Citation: Snider AJ, Ruiz P, Obeid LM, Oates JC (2013) Inhibition of Sphingosine Kinase-2 in a Murine Model of Lupus Nephritis. PLoS ONE 8(1): e53521. https://doi.org/10.1371/journal.pone.0053521
Editor: Amr H. Sawalha, University of Michigan, United States of America
Received: September 12, 2012; Accepted: December 3, 2012; Published: January 3, 2013
This is an open-access article, free of all copyright, and may be freely reproduced, distributed, transmitted, modified, built upon, or otherwise used by anyone for any lawful purpose. The work is made available under the Creative Commons CC0 public domain dedication.

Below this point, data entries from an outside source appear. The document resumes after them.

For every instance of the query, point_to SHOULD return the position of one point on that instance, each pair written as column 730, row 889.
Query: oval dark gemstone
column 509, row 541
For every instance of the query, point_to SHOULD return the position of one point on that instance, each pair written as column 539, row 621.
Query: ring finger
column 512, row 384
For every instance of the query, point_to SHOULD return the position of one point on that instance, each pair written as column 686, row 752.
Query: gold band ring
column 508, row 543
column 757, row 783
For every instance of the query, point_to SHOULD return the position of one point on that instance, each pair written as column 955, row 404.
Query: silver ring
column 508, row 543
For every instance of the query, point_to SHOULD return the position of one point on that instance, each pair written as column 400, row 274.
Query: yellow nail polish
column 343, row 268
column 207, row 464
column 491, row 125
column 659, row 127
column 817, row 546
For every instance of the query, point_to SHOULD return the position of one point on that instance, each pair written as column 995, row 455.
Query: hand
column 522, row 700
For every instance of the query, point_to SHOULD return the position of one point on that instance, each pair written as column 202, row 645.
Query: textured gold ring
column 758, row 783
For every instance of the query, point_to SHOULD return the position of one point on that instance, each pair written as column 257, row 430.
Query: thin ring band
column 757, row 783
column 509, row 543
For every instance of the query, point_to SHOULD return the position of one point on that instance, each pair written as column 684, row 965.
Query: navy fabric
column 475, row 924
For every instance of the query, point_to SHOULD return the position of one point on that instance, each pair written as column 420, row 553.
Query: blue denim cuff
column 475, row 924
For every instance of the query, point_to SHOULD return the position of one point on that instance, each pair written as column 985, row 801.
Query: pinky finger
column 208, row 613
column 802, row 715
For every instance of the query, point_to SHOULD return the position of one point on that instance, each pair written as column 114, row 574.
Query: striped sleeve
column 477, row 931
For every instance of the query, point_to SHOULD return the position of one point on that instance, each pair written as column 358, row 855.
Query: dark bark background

Funding: This work was supported by a grant from the Alliance for Lupus Research (JCO), Veterans Affairs Merit Award (LMO) and Career Development Award (AJS). Lipid analyses provided by the Lipidomics Shared Resource, Hollings Cancer Center, Medical University of South Carolina (P30 CA138313) and the Lipidomics Core in the SC Lipidomics and Pathobiology COBRE, Department Biochemistry, MUSC (P20 RR017677). The funders had no role in study design, data collection and analysis, decision to publish, or preparation of the manuscript.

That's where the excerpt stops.